Problem
I would like to modify the dataset values while in learning. The code below is what I want: modifying the dataset value label in the optimization loop, though the dataset is not MNIST but my research-specific dataset. Of course, the following code won’t work as changing labels
will not change datasets
value iteself.
If anybody in the community try the similar thing, it would be really nice how to do this.
import torch
from torchvision import datasets
from torchvision import transforms
torch.manual_seed(0)
mnist_dataset = datasets.MNIST("/tmp", download=True, transform=transforms.ToTensor()) # whatever
mnist_small_dataset, _ = torch.utils.data.random_split(mnist_dataset, [4, len(mnist_dataset)-4])
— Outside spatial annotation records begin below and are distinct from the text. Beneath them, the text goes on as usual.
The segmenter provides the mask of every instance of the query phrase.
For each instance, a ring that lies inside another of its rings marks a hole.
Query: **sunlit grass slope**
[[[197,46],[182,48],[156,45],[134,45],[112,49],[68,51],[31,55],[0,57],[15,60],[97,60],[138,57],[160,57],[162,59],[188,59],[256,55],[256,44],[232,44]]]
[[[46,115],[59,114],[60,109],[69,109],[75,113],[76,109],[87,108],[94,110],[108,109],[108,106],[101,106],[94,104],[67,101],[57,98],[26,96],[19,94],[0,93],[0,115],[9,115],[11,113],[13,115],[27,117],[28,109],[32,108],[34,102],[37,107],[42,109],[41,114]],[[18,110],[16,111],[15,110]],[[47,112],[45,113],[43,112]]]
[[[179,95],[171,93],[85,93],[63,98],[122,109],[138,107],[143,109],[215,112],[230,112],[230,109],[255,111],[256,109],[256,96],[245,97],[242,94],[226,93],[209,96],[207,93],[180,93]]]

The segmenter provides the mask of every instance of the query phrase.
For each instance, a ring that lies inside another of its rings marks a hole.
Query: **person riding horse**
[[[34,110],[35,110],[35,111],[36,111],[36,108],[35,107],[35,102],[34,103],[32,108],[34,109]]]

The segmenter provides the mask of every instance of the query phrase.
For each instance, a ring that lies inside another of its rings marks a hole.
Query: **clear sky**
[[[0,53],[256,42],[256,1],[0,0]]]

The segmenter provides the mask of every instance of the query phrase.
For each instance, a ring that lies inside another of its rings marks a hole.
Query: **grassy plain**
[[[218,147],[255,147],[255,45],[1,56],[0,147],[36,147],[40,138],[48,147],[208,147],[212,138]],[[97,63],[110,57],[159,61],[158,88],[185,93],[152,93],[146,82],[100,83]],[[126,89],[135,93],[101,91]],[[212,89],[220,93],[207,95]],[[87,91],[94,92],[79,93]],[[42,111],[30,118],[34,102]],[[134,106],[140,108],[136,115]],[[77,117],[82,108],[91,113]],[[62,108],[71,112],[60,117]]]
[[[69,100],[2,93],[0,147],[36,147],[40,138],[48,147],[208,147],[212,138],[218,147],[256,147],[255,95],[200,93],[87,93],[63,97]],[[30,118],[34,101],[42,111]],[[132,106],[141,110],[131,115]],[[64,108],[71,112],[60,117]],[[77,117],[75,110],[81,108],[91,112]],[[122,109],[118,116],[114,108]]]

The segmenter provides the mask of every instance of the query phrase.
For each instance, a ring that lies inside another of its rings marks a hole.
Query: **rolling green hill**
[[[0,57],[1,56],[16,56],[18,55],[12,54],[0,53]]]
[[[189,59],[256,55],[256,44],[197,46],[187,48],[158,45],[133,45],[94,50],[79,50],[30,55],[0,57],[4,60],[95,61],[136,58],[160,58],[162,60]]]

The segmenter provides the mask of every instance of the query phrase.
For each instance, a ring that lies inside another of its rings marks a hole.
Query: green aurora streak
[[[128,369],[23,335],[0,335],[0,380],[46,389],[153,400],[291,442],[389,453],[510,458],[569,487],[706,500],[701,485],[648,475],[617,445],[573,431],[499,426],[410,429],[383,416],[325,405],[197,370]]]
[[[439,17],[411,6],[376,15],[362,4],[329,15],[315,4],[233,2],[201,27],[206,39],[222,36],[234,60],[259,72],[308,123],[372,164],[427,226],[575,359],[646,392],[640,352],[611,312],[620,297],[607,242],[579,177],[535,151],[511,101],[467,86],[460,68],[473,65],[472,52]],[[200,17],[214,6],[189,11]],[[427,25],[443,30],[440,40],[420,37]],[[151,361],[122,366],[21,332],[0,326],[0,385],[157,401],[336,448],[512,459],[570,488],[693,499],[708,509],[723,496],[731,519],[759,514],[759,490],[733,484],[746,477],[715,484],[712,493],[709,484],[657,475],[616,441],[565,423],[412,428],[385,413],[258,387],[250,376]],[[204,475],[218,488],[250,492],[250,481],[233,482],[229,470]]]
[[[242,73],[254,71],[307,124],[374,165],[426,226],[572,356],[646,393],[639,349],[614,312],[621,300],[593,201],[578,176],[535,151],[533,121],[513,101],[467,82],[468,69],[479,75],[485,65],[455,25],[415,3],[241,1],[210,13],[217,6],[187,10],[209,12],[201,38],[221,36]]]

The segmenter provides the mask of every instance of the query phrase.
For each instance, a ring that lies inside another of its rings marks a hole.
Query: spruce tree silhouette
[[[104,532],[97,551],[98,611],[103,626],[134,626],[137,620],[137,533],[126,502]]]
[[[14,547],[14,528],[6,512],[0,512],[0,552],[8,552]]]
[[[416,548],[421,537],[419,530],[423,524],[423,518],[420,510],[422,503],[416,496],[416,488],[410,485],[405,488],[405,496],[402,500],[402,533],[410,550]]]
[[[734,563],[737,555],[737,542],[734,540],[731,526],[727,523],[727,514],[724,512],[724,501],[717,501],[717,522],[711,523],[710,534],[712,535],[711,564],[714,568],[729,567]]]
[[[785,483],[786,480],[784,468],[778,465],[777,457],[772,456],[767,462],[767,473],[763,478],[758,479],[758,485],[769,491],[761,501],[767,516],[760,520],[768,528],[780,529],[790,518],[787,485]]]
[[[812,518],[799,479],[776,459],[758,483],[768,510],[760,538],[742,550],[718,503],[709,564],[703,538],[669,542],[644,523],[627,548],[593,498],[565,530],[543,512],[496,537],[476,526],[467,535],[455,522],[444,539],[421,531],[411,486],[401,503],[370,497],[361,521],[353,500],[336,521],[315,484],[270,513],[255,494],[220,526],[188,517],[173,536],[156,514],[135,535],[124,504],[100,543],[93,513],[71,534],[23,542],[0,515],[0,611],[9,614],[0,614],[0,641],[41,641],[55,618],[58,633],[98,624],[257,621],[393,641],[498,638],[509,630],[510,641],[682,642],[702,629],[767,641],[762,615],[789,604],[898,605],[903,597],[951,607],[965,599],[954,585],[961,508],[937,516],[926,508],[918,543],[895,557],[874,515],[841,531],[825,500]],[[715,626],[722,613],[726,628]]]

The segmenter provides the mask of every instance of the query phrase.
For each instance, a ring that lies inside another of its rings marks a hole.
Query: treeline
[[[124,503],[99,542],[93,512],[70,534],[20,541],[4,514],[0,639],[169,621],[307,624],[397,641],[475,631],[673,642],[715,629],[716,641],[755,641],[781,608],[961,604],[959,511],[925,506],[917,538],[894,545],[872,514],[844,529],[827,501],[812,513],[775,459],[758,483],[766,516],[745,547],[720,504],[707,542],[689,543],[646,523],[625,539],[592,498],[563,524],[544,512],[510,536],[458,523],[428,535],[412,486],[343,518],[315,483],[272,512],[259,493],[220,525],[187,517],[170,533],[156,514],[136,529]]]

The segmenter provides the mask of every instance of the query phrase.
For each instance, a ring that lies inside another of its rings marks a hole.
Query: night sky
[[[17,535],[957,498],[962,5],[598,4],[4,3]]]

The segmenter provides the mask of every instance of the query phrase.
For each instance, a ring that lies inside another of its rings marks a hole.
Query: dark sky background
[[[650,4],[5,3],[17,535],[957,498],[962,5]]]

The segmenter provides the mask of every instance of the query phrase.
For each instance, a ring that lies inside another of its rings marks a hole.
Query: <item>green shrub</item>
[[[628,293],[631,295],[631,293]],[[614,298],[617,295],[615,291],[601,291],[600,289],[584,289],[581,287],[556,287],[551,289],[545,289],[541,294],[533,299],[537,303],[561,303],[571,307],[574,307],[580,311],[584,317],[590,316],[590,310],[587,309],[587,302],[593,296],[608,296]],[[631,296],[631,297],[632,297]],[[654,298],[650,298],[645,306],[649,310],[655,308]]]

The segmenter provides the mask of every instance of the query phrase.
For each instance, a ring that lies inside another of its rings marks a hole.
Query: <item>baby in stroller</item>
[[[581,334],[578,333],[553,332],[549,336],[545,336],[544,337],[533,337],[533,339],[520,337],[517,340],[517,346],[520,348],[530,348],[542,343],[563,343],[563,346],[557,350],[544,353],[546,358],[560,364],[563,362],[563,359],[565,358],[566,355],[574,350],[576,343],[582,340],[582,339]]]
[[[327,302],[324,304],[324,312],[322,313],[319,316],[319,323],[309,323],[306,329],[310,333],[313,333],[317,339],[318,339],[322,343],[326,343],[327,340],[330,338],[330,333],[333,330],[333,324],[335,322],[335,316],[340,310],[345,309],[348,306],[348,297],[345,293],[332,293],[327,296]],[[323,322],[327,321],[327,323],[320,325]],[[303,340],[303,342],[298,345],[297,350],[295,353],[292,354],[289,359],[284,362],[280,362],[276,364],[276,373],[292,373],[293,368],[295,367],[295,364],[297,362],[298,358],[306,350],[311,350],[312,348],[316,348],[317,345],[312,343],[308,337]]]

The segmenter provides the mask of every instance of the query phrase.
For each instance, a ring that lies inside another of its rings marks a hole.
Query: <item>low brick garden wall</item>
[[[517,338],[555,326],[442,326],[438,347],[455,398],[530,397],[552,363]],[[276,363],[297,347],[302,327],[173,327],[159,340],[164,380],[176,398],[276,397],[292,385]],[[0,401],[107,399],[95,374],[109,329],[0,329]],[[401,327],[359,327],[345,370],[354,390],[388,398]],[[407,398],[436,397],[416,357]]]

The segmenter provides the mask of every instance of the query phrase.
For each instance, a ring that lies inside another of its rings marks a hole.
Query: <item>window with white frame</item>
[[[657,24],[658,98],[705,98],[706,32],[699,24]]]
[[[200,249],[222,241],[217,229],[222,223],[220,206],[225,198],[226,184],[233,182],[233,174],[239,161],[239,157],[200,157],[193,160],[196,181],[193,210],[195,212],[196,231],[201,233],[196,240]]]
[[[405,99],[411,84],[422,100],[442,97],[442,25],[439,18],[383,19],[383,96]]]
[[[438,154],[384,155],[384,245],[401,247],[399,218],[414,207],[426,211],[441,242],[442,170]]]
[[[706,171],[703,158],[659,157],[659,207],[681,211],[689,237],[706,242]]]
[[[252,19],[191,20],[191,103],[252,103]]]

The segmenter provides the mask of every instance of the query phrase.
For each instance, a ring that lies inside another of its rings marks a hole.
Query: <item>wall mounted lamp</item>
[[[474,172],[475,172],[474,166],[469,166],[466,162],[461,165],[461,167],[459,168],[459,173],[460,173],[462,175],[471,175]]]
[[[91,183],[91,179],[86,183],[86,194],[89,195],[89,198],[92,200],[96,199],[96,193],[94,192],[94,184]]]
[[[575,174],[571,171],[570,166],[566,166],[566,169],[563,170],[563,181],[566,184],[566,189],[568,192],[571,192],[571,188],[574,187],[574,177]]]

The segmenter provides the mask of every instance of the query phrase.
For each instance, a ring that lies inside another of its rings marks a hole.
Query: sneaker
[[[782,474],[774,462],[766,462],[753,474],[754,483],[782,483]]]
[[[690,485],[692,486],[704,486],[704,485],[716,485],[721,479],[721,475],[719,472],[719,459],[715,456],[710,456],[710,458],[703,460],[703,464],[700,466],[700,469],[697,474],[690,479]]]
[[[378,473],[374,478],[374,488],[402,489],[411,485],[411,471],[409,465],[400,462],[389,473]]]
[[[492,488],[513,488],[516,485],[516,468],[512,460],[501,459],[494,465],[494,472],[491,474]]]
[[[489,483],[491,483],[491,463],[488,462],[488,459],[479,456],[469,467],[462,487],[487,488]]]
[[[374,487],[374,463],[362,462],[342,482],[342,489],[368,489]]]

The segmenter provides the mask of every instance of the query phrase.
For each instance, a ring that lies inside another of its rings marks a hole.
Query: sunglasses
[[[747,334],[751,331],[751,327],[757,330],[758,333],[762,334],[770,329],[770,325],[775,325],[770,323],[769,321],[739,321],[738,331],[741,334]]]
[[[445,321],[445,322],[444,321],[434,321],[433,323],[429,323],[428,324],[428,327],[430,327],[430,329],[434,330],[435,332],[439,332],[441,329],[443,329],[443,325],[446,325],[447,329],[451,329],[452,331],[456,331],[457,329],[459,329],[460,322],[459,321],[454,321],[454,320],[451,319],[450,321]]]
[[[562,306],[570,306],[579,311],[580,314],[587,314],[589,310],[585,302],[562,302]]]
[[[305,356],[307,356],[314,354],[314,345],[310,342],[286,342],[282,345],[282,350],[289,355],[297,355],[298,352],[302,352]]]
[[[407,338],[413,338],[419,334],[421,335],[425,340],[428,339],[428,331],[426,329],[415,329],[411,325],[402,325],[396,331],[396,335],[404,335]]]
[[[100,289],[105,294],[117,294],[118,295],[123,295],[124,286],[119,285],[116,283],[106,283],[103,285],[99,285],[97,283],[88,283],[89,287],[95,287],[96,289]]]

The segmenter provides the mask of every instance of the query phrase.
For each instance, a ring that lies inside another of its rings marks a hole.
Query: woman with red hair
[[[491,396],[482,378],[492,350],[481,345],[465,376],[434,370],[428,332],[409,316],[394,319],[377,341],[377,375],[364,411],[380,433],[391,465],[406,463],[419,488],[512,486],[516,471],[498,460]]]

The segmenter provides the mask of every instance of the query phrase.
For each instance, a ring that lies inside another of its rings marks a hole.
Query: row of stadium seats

loader = torch.utils.data.DataLoader(mnist_small_dataset, batch_size=2, shuffle=False)
for samples in loader:
_, labels = samples
# compute loss and backward() and optimize...
labels[0] = 100000 # whatever
A naive workaround that actually does not work
Also, a workaround arose to me is like defining a dataset class wrapping the original dataset and return dataset index at the same time as below:
class WorkaroundDataset(torch.utils.data.Dataset):
def __init__(self, dataset):
self._dataset = dataset
def __len__(self):
return len(self._dataset)
def __getitem__(self, idx):
return (*self._dataset[idx], idx)
Then, I tried to modify the dataset value by indexing, but it’s not possible as each element in sample is returned by tuple. I could directly modify the source code of pytorch so that it returns list, but it seems dirty and I don’t want to do that.
mnist_dataset = WorkaroundDataset(mnist_dataset)
mnist_small_dataset, _ = torch.utils.data.random_split(mnist_dataset, [4, len(mnist_dataset)-4])
loader_workaround = torch.utils.data.DataLoader(mnist_small_dataset, batch_size=2, shuffle=False)
for samples in loader_workaround:
_, labels, idxes = samples
# compute loss and backward() and optimize...
for idx in idxes:
mnist_dataset._dataset[idx][1] = 100000 # whatever